[JURIST] The US government filed a motion [text, PDF] Friday asking the US Supreme Court [official website] to remove the stay [text, PDF] on the contraception mandate in the Patient Protection and Affordable Care Act (PPACA) [text; JURIST backgrounder] that was put in place by Justice Sonia Sotomayor earlier this week. The government argues that the motion for an emergency injunction filed by Little Sisters For the Poor [advocacy website] was granted improperly because the group has no legal basis, as an exempted “church plan,” to file the lawsuit. Sotomayor’s injunction applies to the Little Sisters as well as several other religious groups that use the same health plan. In the initial grant of the injunction, she noted she would revisit the issue after receiving the government’s response. Solicitor General Donald Verrilli [official profile] noted in his response:
[Applicants] need only self-certify that they are non-profit organizations that hold themselves out as religious and have religious objections to providing coverage for contraceptive services, and then provide a copy of their self-certification to the third-party administrator of their self-insured group health plan. At that point, the employer-applicants will have satisfied all their obligations under the contraceptive coverage provision. Thus, as this case comes to the Court, it is not about the availability or adequacy of a religious accommodation, but rather about whether a religious objector can invoke RFRA to justify its refusal to sign a self-certification that secures the very religion-based exemption the objector seeks. Applicants have no legal basis to challenge the selfcertification requirement or to complain that it involves them in the process of providing contraceptive coverage.

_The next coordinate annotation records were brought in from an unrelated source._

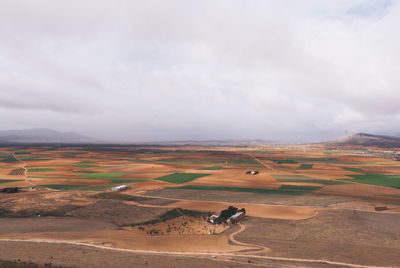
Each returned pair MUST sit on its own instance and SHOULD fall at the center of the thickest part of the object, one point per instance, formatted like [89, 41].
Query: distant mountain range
[43, 135]
[364, 139]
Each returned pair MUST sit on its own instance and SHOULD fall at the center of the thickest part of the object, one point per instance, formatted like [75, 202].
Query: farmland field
[302, 196]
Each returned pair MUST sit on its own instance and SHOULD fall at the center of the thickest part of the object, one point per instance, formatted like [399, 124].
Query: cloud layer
[225, 69]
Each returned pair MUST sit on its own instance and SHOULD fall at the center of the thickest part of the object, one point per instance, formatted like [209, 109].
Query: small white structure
[252, 172]
[236, 217]
[119, 188]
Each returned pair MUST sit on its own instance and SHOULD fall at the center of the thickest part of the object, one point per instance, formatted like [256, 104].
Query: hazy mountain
[43, 135]
[364, 139]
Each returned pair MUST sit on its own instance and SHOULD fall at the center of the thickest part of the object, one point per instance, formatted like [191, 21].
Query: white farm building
[119, 188]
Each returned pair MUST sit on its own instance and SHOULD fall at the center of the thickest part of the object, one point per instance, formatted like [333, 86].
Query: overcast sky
[148, 70]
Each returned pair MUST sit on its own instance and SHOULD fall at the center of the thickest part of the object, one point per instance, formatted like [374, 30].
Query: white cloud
[145, 70]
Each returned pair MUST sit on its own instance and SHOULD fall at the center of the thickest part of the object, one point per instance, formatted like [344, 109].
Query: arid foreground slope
[307, 207]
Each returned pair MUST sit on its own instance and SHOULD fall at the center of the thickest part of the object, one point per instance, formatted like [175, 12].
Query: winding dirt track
[193, 253]
[256, 248]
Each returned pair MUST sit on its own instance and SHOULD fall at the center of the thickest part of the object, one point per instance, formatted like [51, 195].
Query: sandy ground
[328, 224]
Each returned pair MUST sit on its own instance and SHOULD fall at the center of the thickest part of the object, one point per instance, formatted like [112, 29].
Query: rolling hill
[364, 139]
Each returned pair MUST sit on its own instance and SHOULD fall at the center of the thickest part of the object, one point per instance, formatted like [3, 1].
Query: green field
[141, 161]
[284, 190]
[179, 178]
[41, 169]
[283, 161]
[101, 175]
[75, 187]
[306, 166]
[63, 186]
[8, 158]
[212, 168]
[359, 170]
[377, 179]
[302, 178]
[7, 181]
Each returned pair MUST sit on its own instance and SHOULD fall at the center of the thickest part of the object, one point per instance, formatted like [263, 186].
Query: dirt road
[168, 253]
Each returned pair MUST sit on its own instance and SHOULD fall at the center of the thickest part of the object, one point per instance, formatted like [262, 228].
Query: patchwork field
[302, 195]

As both of the lower courts recognized, this case involves a church plan that is exempt from regulation under the Employee Retirement Income Security Act of 1974 (ERISA).
Non-profit groups seeking these types of exemptions claim that this certification process is a violation in itself. Sotomayor, who is in charge of emergency motions arising out of the US Court of Appeals for the Tenth Circuit [official website] will issue a ruling on the injunction.
The contraception has been a subject of legal uncertainty since the PPACA was signed into law [JURIST report]. Sotomayor granted [JURIST report] the initial emergency injunction earlier this week. In September, the Obama administration petitioned [JURIST report] the US Supreme Court for a writ of certiorari to review the constitutionality of the mandate. In September the US Court of Appeals for the Sixth Circuit ruled [opinion, PDF] that Autocam Corp., a manufacturer of car and medical supplies, must comply with the PPACA’s contraception coverage mandate. In July the US Court of Appeals for the Third Circuit ruled [JURIST report] that family-owned, profit-making businesses cannot challenge the new federal health care law’s birth control mandate on religious grounds. The previous month, however, the US Court of Appeals for the Tenth Circuit ruled [JURIST report] that Hobby Lobby may challenge the mandate on religious grounds. In February the Obama administration issued a new rule [JURIST report] that details a broader exemption to the contraception mandate, allowing for religious nonprofits that object to providing health insurance coverage for birth control to opt out of the requirement.